Edmonds police field questions from Lake Ballinger-area residents during first stop on park tour

Edmonds Police Officer Nick Haughian and Senior Animal Control Officer Tabitha Shoemake speak with residents at Mathay Ballinger Park Tuesday night. (Photo courtesy Edmonds Police Department)

About 20 Lake Ballinger-area residents stopped by Mathay Ballinger Park Tuesday night for the first in a series of park tours sponsored by the Edmonds Police Community Engagement Team.

The visit was the first of several planned by a team of officers– wearing masks and practicing social distancing — who represent various aspects of policing, from K-9 to detectives to street crimes.
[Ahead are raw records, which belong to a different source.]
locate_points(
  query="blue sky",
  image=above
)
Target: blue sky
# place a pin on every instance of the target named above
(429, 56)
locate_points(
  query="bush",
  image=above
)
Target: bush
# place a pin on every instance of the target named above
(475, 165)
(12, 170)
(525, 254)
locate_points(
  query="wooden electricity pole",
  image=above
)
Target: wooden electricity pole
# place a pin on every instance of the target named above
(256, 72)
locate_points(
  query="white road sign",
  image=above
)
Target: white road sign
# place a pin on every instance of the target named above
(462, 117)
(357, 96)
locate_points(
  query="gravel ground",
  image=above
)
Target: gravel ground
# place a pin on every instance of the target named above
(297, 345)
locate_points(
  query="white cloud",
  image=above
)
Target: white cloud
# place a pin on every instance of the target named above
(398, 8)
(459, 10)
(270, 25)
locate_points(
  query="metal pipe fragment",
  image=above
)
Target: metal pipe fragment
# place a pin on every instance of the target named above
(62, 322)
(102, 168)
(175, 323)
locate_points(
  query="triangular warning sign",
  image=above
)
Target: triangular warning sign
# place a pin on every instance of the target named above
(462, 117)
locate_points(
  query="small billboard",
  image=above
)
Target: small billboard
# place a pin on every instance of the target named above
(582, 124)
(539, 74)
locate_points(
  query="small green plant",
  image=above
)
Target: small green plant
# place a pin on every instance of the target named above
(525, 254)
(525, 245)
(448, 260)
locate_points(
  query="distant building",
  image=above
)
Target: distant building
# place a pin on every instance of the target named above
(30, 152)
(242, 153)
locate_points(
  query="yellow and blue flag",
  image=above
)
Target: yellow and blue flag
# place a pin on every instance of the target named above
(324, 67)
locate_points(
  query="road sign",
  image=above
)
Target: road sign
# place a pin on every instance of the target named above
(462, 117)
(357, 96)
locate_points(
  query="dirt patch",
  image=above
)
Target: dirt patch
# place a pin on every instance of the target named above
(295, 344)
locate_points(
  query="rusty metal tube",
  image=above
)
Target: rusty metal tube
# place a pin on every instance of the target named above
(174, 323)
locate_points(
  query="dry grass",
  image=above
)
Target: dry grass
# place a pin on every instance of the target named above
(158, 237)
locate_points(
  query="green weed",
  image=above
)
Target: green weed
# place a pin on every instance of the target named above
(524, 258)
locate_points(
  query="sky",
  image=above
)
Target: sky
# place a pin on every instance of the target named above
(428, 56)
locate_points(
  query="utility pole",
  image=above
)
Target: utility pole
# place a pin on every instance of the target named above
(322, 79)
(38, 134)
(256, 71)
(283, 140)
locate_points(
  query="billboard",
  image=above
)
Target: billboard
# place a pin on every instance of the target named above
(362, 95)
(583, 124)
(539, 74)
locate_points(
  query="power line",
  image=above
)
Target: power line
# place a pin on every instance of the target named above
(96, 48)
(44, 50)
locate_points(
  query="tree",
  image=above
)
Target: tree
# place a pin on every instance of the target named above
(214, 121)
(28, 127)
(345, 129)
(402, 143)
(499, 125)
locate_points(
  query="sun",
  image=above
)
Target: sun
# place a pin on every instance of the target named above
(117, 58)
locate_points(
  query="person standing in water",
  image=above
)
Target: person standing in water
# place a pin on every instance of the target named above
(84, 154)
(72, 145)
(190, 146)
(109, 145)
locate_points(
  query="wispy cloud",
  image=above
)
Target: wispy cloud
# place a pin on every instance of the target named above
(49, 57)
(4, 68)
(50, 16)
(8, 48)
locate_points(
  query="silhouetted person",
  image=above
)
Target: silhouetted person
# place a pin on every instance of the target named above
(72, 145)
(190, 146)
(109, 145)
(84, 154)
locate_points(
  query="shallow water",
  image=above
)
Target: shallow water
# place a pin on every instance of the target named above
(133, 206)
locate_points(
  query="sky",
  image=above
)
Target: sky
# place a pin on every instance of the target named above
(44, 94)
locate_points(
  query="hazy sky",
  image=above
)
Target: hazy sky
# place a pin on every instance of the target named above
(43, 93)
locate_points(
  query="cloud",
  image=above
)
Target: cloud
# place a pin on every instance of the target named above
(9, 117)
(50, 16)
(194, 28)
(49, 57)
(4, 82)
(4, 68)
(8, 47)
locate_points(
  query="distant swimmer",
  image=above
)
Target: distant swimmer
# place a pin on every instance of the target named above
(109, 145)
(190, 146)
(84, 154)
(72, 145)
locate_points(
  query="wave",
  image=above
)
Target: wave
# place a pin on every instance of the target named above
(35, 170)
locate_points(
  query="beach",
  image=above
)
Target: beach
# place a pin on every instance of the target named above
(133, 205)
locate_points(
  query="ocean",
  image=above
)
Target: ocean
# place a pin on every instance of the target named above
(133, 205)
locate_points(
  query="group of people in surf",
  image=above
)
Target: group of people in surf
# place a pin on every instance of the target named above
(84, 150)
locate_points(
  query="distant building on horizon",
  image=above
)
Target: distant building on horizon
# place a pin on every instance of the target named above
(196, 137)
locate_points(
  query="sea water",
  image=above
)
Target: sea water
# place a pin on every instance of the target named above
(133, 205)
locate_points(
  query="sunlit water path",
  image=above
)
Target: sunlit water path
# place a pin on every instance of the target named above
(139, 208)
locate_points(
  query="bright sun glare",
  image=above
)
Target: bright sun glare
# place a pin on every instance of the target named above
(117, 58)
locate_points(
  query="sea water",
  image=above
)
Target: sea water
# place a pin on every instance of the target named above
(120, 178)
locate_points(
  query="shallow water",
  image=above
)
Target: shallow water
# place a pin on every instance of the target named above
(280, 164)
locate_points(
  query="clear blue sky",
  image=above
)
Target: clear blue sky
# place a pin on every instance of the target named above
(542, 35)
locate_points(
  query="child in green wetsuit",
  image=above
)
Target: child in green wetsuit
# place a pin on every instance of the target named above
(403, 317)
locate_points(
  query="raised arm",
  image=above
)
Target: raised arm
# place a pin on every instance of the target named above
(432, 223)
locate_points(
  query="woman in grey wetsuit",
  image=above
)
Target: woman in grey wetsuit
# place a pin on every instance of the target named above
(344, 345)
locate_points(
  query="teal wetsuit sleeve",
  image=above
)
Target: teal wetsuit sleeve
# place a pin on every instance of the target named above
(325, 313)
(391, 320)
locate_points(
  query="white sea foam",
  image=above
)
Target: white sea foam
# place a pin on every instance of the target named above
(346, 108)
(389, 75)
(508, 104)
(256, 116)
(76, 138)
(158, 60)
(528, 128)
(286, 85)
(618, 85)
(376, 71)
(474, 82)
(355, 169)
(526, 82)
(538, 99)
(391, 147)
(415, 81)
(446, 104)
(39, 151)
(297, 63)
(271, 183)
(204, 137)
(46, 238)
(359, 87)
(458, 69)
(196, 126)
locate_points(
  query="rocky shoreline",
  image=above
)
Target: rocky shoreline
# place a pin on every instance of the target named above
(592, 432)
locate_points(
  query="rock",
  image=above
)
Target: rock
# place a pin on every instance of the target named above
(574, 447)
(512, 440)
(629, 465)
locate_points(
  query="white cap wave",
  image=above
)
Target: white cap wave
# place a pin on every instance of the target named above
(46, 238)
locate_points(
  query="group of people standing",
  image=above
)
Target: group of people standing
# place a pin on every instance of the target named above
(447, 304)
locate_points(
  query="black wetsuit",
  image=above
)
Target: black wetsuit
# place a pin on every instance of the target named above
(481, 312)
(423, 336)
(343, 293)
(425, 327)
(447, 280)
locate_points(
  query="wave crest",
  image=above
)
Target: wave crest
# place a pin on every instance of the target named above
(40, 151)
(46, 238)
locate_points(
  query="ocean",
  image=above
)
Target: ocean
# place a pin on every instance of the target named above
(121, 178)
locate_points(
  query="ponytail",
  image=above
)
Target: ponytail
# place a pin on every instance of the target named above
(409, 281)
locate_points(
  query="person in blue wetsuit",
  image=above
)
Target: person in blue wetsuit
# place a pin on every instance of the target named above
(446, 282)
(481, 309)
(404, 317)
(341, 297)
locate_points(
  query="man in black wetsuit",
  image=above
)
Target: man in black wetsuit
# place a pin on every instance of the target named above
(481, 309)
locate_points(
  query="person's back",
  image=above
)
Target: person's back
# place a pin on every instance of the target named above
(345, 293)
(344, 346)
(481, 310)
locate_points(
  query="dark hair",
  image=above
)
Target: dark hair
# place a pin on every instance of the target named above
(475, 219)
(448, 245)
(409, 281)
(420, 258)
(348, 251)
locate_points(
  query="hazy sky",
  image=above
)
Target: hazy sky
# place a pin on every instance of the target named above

The goal, police said, is to give residents an opportunity ask questions and talk about concerns in their neighborhood.

According to Edmonds Police Sgt. Josh McClure, those attending Tuesday night’s event talked about a range of issues, including transients and criminal activity near the 7-11, located at the corner of 238th Street Southwest and Highway 99; transients and homeless camps on the hillside next to Highway 104; and garbage and needles left in the park. Neighbors also said they were frustrated that people use the park as an off-leash dog run, when leashes are required.

In addition, neighbors asked about the status of the police investigation into the Feb. 21 homicide of Edmonds 7-11 clerk Nagendiram Kandasamy, which is ongoing, McClure said.

“We encourage people to call 911 whenever they have any suspicious activity,” he added. “They are not bothering us. It’s what we are here for.”

The Edmonds Police Park Tour will continues during the next few weeks, with the following parks on the schedule:

Seaview Park, 6-7 p.m. Thursday, Sept. 3

Pine Street Park, 6-7 p.m. Tuesday, Sept. 8

Hickman Park, 6-7 p.m. Thursday, Sept. 17

City Park, 6-7 p.m. Monday, Sept. 21


  1. Thank you for holding these meet ups. I was unable to be at the Lake Ballinger but am glad the topic of off leash dogs was brought up. I love Lake Ballinger Park for walks with my dog. We are always leashed up. My dog is reactive to other dogs so going places with off-leash dogs that may approach us is not only frustrating and uncomfortable, but potentially dangerous if the dog doesn’t get called away by the guardian. Last week at the park as soon as we got to the entrance we saw a dog running around, poop and then continue running around. It took a couple of minutes for me to see the dog’s guardian about 100 yards away. We waited to go in until the dog finally took off running to the person. In that same 1/2 hour walk we had to change our direction and hide out while 3 other off leash dogs were there, 2 that jumped in the stream and started to cross toward us.
    I understand how much people like to have their dogs run free, but parks that are NOT off leash parks should be respected for many reasons. (Besides the off leash places designated in the area there is also sniffspot.com that offers private land for off leash dog exercise).

    1. Just an FYI that Ballinger Park is owned by the City of Mountlake Terrace. It is not an off-leash park and dogs are supposed to be leashed. The police park tour event in this story was at Mathay Ballinger, which is a much smaller park in the City of Edmonds.